At this point your best best is probably to try and flush out all the journals using the cephfs-journal-tool, to reduce down to a single a MDS using the debug tools, to reset the sessionmap, and start again in a more stable single-MDS configuration.

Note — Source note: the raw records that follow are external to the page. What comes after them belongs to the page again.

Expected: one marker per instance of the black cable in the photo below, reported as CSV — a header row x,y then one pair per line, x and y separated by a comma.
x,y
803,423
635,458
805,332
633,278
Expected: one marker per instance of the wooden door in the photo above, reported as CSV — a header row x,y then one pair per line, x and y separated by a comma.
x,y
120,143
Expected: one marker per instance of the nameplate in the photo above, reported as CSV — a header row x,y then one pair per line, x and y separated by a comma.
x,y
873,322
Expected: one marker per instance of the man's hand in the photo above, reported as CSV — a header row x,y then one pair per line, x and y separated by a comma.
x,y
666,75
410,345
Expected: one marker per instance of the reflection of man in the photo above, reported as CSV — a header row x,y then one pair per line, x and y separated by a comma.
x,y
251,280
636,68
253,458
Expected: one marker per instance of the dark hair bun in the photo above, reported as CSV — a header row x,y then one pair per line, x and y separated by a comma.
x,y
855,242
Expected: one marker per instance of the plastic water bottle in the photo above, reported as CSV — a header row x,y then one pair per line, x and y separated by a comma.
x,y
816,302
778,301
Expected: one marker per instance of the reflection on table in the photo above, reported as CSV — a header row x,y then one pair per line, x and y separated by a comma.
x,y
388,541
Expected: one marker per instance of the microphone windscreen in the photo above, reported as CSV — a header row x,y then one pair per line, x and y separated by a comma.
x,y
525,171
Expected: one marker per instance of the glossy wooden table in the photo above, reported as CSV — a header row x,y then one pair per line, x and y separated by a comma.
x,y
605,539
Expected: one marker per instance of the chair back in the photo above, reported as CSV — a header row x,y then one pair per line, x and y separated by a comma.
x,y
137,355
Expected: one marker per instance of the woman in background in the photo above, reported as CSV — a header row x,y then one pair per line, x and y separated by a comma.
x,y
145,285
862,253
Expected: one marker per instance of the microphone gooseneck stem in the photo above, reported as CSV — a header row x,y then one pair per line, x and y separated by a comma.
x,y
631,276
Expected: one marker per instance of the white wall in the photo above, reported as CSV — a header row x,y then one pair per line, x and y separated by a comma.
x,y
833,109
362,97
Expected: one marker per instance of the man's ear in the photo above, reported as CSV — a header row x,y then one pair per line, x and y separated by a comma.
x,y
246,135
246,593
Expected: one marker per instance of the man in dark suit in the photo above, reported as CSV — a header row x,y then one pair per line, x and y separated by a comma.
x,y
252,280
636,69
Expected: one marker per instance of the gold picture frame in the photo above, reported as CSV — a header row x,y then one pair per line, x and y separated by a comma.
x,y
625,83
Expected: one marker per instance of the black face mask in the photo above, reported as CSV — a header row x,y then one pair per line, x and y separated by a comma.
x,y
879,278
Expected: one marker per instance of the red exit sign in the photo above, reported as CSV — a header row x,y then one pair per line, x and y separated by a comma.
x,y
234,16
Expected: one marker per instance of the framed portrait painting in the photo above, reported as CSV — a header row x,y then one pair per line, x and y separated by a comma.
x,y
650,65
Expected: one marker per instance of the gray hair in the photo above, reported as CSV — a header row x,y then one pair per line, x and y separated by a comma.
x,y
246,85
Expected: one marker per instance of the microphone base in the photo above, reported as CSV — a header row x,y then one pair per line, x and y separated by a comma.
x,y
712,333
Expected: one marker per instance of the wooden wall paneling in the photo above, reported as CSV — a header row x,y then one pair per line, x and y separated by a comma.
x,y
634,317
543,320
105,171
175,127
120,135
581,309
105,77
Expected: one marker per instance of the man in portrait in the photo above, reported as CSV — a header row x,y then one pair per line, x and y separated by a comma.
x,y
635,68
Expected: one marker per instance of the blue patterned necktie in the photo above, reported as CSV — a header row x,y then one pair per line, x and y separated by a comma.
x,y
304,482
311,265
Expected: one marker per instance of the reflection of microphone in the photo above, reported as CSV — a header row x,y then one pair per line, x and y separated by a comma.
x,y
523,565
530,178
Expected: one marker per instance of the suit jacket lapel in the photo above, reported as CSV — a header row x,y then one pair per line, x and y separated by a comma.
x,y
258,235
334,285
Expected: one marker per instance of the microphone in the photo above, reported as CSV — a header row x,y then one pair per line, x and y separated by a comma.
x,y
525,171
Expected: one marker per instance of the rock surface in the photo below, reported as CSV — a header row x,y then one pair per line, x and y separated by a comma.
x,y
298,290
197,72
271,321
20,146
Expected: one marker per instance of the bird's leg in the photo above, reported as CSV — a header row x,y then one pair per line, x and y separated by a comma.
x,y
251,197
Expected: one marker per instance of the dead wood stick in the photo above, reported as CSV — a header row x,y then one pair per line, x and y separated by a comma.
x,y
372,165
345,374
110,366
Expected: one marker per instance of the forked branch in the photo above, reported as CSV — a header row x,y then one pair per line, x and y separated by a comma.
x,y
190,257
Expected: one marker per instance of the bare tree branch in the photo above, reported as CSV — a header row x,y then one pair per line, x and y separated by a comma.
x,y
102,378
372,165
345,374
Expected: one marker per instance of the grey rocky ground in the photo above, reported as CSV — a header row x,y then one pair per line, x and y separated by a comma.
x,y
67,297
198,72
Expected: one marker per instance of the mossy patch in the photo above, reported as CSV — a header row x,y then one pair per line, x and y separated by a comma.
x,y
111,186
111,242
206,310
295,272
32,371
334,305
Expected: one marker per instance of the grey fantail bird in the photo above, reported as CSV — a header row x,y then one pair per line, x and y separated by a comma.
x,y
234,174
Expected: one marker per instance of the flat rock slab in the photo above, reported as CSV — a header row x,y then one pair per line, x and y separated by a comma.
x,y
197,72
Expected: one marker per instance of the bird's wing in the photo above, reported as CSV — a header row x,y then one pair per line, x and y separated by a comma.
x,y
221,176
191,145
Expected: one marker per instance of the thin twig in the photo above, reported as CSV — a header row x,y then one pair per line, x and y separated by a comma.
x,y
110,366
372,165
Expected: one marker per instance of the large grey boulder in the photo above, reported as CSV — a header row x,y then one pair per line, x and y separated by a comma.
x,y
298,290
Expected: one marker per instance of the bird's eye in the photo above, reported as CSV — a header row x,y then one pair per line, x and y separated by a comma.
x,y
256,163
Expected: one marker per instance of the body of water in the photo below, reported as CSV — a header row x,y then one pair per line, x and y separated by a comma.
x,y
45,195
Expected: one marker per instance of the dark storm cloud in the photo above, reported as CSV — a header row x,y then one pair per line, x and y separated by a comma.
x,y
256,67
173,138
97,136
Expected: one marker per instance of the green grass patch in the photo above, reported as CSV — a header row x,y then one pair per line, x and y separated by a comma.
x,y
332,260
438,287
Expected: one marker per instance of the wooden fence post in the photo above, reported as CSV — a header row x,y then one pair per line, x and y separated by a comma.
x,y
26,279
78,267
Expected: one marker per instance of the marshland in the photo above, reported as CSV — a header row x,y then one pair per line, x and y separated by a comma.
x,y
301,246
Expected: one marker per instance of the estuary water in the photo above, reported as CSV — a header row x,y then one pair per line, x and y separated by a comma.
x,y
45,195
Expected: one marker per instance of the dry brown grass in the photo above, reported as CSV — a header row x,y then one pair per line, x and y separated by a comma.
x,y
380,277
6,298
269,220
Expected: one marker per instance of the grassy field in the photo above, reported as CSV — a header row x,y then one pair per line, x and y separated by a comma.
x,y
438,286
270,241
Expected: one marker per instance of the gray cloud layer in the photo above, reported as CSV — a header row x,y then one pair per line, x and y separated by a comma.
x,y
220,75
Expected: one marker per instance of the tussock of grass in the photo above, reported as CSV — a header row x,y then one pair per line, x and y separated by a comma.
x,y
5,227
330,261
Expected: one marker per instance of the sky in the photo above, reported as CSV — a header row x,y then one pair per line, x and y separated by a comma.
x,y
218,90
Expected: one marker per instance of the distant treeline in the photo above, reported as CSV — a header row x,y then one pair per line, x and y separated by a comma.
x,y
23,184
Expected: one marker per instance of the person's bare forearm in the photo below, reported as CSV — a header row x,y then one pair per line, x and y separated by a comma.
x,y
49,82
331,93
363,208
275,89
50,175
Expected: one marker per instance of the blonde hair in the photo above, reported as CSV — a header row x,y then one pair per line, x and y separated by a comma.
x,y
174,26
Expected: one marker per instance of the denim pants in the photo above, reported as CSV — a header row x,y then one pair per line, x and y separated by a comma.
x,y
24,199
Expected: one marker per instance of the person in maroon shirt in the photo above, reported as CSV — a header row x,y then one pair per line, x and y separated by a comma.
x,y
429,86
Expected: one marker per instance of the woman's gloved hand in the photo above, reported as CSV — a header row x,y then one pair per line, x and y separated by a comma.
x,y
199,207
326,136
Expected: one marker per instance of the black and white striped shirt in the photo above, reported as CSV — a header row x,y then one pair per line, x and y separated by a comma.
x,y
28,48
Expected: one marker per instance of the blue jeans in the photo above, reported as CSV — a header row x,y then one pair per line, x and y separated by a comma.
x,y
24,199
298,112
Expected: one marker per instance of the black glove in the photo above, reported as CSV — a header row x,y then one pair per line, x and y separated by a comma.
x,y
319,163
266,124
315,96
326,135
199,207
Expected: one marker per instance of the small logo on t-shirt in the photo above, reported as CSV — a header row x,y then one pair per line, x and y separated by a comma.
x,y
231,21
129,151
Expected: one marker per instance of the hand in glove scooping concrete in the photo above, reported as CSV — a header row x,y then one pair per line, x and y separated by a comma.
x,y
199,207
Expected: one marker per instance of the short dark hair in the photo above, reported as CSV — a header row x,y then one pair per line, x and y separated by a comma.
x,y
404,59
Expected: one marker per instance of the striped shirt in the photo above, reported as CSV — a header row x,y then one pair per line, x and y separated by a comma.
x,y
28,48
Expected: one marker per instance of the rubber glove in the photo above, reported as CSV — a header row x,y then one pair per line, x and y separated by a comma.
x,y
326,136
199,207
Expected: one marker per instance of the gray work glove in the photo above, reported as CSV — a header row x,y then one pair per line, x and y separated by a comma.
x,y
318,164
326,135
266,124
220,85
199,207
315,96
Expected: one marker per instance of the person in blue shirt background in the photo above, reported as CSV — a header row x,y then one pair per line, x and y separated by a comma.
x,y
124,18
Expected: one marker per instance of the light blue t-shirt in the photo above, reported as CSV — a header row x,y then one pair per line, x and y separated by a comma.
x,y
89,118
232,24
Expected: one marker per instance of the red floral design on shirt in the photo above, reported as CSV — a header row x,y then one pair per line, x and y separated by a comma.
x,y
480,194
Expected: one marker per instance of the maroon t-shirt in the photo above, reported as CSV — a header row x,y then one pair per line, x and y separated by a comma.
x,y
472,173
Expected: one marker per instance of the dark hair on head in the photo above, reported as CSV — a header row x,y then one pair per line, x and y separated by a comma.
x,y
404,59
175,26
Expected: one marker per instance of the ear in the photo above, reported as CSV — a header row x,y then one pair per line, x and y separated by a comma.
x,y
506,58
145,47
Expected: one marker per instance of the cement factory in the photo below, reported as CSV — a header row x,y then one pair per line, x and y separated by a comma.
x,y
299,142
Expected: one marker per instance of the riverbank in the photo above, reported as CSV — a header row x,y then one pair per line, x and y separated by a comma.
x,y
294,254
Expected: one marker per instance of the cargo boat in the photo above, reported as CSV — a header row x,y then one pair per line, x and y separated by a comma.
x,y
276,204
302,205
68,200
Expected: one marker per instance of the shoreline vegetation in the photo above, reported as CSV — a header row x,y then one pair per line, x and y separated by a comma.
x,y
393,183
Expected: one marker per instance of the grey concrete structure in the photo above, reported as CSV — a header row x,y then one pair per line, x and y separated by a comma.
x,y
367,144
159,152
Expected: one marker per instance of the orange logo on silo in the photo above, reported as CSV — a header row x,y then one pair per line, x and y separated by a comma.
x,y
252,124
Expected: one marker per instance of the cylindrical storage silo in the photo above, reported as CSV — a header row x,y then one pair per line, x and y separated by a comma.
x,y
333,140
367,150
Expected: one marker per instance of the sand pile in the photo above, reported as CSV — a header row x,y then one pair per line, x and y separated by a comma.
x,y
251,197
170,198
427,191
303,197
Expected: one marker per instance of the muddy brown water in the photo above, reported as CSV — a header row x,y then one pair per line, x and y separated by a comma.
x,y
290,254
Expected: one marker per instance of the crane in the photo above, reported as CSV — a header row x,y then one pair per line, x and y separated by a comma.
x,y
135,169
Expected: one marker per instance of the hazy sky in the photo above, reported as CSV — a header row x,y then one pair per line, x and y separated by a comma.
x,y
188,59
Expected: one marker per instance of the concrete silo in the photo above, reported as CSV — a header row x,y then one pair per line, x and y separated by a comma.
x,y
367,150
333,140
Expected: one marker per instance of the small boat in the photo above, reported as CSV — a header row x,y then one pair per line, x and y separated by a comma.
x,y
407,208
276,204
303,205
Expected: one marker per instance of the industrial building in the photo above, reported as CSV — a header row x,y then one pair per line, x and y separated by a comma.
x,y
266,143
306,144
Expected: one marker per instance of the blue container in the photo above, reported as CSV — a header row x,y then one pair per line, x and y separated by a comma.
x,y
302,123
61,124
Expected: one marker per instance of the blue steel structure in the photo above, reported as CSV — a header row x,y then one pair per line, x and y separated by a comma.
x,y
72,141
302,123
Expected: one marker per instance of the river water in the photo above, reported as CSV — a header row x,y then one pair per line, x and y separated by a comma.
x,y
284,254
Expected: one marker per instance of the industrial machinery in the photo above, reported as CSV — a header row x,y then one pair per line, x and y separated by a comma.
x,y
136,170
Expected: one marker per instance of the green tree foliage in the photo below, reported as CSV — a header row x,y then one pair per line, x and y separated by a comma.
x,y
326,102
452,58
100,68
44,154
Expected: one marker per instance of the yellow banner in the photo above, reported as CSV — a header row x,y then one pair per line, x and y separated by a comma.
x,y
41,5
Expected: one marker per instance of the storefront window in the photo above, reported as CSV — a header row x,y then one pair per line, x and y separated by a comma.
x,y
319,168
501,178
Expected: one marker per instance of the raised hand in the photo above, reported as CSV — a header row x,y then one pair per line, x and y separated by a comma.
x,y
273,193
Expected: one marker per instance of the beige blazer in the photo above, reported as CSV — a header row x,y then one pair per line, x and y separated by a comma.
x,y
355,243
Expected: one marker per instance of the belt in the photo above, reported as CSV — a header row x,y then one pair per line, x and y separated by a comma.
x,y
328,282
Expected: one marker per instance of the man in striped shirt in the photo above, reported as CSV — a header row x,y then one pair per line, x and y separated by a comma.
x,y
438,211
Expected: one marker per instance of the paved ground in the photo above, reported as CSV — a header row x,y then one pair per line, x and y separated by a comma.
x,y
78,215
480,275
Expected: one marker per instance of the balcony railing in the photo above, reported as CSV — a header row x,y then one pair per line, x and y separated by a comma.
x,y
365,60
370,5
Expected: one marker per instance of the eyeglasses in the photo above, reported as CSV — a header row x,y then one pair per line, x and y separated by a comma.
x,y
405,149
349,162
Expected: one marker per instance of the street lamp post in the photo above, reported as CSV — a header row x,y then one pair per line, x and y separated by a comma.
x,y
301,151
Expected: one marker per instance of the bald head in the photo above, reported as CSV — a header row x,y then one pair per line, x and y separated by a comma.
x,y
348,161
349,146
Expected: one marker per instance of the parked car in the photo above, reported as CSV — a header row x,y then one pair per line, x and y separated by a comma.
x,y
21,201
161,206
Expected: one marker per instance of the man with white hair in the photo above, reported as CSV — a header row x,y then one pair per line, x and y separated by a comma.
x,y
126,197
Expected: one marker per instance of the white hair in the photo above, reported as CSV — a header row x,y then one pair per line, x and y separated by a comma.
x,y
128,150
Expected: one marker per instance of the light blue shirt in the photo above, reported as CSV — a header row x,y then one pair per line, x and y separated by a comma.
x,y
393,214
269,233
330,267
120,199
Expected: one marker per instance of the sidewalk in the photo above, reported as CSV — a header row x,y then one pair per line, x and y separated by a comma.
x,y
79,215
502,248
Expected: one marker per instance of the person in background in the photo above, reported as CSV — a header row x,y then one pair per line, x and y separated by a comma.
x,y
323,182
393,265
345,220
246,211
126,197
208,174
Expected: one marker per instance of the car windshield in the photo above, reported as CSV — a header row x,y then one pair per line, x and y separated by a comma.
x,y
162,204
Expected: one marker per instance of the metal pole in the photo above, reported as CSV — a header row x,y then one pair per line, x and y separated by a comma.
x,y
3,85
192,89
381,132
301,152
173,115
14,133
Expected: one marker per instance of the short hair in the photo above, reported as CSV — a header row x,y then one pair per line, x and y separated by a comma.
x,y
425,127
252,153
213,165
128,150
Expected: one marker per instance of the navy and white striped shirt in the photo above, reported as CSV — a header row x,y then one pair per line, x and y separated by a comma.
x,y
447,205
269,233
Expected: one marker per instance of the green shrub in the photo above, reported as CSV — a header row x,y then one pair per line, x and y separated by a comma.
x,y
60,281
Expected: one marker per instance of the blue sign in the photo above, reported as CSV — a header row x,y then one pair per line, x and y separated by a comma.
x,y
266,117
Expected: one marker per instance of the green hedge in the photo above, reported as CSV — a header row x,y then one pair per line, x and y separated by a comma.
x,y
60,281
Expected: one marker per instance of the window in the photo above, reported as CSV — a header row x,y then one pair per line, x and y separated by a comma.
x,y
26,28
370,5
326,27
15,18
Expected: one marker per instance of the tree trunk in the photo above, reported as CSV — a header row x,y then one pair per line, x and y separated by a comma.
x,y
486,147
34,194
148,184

Updated by Andrey Matyashov almost 8 years ago
Yes, i try reset journal and sessions.
I run:
cephfs-journal-tool journal reset --force cephfs-table-tool all reset session
And try start mds
Message
-2> 2016-06-21 08:55:04.870978 7fb8a6b8b700 10 mds.2.journal ESession.replay sessionmap 0 < 18884 close client.16675885 10.100.23.8:0/38038
anyway there.
Maybe I do something wrong?
Thanks!
Updated by Andrey Matyashov almost 8 years ago
I execute
cephfs-journal-tool --rank=0 journal reset cephfs-journal-tool --rank=1 journal reset cephfs-journal-tool --rank=2 journal reset cephfs-journal-tool --rank=3 journal reset
and mds running successfull!
root@virt-master:~# ceph -s cluster f53d4a19-b2c0-4a92-9620-bc6e3bfc27d6 health HEALTH_WARN mds cluster is degraded monmap e17: 5 mons at {virt-master=10.100.23.2:6789/0,virt-node-02=10.100.23.3:6789/0,virt-node-03=10.100.23.4:6789/0,virt-node-05=10.100.23.7:6789/0,virt-node-06=10.100.23.8:6789/0} election epoch 3936, quorum 0,1,2,3,4 virt-master,virt-node-02,virt-node-03,virt-node-05,virt-node-06 fsmap e143745: 1/4/1 up {2=virt-master=up:resolve}, 4 up:standby osdmap e141148: 15 osds: 15 up, 15 in pgmap v44800918: 712 pgs, 12 pools, 7187 GB data, 1803 kobjects 14390 GB used, 13465 GB / 27856 GB avail 712 active+clean
Thanks for your help!
Updated by Greg Farnum almost 8 years ago
- Tracker changed from Bug to Support
- Status changed from Need More Info to Closed
Updated by John Spray over 7 years ago
- Project changed from Ceph to CephFS
- Category deleted (
1)
Bulk updating project=ceph category=mds bugs so that I can remove the MDS category from the Ceph project to avoid confusion.